Figure 3. Performance of the proposed two-stage approach and the individual stages.

The y-axis is the ratio of correct predictions predicted in the top n predictions (x-axis).

https://doi.org/10.1371/journal.pone.0075940.g003

Comparison with existing methods

This subsection compares the proposed two-stage framework to three PP-based methods [10], [11], [12]. The first PP-based method is the binary PP—the occurrence pattern of a protein to an organism is either 0 or 1—optimized for prokaryotes by Sun and colleagues [11]. The second PP-based method is the quantized PP—the occurrence pattern is discretized into one of 11 bins—proposed by Date and Marcotte [10]. This method has been shown effective in both E. coli and S. cerevisiae. The third PP-based method is the continuous PP—the occurrence pattern is a real number—proposed by Enault and colleagues [12]. The first stage of this study was improved from the third PP-based method by introducing the non-zero filter.

Figure 4 shows the performance of the proposed two-stage approach and the compared methods. The preparation procedure of the PP-based methods was identical to that for the Pred_1st described in the previous subsection. When comparing the Pred_1st (the green dashed line in Figure 4) with the three PP-based methods, the Pred_1st delivered comparable performance to Date and Marcotte in the high-precision area and achieved the best overall performance. The Pred_1st was improved from the Enault et al. method by introducing the non-zero filter. The notable performance difference between the Pred_1st and the Enault et al. method reveals the importance of the proposed non-zero filter. The effect of the non-zero filter will be elaborated in the next subsection. In summary, the first stage of the proposed method was better than all the compared methods. Furthermore, the proposed method achieved the best performance without depending on the number of predictions. It stably yielded >10% precision advantage over the compared methods in the range of top 300–1100 predictions.

Download:

Figure 4. Comparison of the proposed two-stage approach to three PP-based techniques.

The y-axis is the ratio of correct predictions predicted in the top n predictions (x-axis).
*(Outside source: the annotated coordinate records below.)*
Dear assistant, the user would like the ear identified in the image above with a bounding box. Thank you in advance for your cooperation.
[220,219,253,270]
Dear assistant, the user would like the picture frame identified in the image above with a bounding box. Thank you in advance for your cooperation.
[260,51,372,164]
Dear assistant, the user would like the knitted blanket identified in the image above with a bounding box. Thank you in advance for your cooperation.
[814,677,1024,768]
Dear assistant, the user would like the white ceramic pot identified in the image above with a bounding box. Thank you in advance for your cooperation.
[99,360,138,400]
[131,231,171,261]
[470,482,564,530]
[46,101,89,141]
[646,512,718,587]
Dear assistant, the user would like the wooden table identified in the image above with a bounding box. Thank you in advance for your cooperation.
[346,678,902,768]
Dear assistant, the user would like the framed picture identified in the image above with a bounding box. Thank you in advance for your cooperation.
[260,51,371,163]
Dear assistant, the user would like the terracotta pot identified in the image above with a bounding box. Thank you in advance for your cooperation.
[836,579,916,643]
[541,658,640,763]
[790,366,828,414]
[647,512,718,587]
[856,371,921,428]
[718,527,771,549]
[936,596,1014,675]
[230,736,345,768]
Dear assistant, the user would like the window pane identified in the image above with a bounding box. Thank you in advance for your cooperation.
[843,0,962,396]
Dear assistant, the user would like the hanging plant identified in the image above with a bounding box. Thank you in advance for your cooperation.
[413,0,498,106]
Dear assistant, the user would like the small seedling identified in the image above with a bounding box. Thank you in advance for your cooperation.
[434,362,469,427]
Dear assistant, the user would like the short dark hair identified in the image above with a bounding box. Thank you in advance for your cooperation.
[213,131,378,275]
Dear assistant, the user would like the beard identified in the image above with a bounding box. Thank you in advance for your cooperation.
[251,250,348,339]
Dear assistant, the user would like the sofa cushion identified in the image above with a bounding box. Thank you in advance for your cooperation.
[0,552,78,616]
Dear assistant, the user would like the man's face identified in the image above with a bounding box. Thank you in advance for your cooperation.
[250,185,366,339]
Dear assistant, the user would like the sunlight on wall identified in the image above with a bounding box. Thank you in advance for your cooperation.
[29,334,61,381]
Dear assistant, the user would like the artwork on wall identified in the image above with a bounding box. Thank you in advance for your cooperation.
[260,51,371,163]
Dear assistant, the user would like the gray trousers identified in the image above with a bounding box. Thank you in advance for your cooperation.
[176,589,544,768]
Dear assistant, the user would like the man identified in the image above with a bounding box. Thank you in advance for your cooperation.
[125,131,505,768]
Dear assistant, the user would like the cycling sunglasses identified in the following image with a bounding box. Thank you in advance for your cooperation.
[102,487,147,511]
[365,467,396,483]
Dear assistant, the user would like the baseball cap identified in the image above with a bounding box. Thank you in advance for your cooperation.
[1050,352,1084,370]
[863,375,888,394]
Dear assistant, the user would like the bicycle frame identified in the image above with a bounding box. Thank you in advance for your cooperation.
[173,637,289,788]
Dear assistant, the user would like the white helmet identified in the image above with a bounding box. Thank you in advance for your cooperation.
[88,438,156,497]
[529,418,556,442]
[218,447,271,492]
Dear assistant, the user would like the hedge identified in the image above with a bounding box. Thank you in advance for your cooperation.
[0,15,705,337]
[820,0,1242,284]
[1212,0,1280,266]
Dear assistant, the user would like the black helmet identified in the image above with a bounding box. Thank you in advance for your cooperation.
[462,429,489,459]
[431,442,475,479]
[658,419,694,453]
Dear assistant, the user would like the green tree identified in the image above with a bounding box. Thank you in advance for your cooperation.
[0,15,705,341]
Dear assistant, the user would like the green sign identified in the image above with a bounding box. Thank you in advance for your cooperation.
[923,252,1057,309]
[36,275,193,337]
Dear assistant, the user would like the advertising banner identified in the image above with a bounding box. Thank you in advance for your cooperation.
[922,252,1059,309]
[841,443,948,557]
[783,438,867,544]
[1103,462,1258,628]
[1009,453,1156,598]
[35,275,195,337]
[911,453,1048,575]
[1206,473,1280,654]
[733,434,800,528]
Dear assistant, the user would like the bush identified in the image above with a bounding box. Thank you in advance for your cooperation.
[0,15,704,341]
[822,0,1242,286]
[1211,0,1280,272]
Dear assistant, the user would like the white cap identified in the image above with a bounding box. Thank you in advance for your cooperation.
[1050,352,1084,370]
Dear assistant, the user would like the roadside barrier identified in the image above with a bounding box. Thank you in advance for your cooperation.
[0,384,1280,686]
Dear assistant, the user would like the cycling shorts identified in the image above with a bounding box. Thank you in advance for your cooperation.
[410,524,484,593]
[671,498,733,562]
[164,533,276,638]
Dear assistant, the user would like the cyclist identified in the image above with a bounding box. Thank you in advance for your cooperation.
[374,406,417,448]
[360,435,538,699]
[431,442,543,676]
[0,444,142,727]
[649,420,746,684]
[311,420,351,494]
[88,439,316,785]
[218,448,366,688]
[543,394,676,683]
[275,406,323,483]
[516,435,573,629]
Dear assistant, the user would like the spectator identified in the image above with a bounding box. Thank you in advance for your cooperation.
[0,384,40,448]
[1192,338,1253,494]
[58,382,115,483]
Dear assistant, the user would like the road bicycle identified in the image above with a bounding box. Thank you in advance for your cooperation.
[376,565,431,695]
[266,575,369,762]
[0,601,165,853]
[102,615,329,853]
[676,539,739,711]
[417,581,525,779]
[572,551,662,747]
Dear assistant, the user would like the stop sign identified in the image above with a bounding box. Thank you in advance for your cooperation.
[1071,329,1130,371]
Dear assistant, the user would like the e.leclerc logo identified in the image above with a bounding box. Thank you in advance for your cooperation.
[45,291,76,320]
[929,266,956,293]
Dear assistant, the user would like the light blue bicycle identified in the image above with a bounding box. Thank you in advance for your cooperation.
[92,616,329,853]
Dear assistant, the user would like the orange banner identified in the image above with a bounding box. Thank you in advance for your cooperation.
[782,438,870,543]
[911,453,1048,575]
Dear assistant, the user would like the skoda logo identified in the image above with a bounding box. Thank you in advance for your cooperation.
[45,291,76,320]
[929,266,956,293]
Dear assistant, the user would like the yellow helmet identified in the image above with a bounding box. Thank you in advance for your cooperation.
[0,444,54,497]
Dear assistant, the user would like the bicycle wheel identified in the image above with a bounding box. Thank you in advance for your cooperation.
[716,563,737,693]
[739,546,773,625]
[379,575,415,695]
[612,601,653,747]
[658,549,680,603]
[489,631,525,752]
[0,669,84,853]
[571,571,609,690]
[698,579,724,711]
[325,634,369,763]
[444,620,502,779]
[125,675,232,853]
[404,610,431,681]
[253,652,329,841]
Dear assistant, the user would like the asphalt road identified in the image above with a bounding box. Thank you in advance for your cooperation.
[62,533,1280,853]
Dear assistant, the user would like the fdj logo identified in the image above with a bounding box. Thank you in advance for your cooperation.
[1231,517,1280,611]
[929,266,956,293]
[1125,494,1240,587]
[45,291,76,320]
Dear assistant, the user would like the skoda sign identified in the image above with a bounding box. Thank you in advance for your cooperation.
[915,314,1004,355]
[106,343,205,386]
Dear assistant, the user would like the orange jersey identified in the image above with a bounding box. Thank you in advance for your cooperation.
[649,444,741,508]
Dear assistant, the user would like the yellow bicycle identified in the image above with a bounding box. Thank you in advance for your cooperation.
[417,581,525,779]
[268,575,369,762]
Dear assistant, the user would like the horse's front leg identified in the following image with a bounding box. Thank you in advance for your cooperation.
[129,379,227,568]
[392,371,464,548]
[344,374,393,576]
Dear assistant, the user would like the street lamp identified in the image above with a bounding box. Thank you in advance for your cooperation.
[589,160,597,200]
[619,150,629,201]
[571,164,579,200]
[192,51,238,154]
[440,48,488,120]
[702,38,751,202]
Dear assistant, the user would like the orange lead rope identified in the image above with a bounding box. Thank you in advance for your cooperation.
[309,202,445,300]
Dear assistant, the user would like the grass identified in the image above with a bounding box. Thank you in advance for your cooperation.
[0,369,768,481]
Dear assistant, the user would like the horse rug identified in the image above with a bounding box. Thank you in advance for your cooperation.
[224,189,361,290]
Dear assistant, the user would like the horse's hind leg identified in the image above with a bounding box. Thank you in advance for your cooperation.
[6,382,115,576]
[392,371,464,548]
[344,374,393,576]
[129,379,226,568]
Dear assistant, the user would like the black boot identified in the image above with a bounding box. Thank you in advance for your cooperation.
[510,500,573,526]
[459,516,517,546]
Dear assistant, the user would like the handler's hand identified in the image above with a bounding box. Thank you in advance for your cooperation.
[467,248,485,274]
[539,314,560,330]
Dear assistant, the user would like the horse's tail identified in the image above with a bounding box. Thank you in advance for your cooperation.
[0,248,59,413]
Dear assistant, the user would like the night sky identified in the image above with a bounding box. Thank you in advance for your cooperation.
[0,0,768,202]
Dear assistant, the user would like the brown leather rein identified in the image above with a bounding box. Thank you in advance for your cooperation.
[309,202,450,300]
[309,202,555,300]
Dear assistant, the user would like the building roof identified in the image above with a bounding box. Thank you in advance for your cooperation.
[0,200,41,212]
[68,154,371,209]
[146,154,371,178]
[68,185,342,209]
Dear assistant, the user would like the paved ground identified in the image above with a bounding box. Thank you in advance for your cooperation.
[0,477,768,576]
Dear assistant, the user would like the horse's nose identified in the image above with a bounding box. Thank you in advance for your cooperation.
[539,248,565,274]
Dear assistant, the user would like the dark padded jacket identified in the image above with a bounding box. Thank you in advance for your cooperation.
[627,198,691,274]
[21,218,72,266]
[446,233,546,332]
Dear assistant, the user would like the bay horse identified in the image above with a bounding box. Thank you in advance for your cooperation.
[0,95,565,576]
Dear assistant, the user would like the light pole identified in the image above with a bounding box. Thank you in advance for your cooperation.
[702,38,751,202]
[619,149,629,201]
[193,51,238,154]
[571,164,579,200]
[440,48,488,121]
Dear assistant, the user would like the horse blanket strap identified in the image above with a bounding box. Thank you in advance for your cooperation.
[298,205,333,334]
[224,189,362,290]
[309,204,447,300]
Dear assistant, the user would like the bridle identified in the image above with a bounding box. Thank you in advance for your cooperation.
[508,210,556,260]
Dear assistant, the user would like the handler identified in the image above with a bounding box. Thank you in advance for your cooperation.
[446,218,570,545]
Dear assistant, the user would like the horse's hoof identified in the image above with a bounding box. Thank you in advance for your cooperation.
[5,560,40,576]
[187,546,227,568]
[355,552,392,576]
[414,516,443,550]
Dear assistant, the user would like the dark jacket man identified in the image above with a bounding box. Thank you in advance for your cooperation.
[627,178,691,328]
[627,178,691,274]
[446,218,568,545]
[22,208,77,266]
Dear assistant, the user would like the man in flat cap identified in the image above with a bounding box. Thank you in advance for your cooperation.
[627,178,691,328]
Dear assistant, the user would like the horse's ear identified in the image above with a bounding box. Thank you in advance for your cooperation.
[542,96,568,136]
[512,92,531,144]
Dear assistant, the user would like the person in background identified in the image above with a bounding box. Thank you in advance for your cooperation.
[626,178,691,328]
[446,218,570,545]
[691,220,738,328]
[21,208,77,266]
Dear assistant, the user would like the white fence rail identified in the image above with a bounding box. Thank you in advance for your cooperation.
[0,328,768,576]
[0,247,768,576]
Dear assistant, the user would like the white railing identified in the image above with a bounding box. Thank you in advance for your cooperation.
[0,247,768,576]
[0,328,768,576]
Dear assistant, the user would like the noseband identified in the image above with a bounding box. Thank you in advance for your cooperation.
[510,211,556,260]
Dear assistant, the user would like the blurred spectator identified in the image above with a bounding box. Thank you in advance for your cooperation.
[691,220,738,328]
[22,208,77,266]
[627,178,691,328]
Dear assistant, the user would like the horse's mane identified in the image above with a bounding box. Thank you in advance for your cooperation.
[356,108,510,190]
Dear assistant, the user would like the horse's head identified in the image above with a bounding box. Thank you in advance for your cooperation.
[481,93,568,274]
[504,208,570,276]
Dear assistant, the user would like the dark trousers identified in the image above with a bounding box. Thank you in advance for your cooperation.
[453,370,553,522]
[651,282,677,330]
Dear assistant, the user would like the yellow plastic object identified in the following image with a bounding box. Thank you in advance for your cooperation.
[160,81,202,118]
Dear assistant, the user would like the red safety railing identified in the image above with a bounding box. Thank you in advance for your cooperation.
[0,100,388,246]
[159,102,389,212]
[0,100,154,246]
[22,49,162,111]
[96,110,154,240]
https://doi.org/10.1371/journal.pone.0075940.g004

Table 2 and Table 3 show the area under curves (AUCs) at specific recalls (i.e., coverage) of the proposed two-stage approach and the compared methods. The AUCs in Table 2 were calculated in the recall (x)-precision (y) plane. This plane is slightly different to Figure 4 of which the x-axis is number of predictions. The AUCs in Table 2 were extremely low because of the adopted recalls, which were chosen according to the <0.5% coverage of the Pred_both and Pred_1st. Table 3 shows the adjusted AUCs by dividing the AUC that a perfect predictor can achieve at the corresponding recall. Namely, Table 3 shows the AUC ratios of methods to a perfect predictor. The results of the two tables indicate that the Pred_both achieved the best performance and the Pred_1st achieved the second best performance, which were consistent with Figure 4.

Download:

Table 2. Area under curve (AUC) comparison at specific recalls.

https://doi.org/10.1371/journal.pone.0075940.t002

Download:

Table 3. Adjusted area under curve (AUC) comparison at specific recalls.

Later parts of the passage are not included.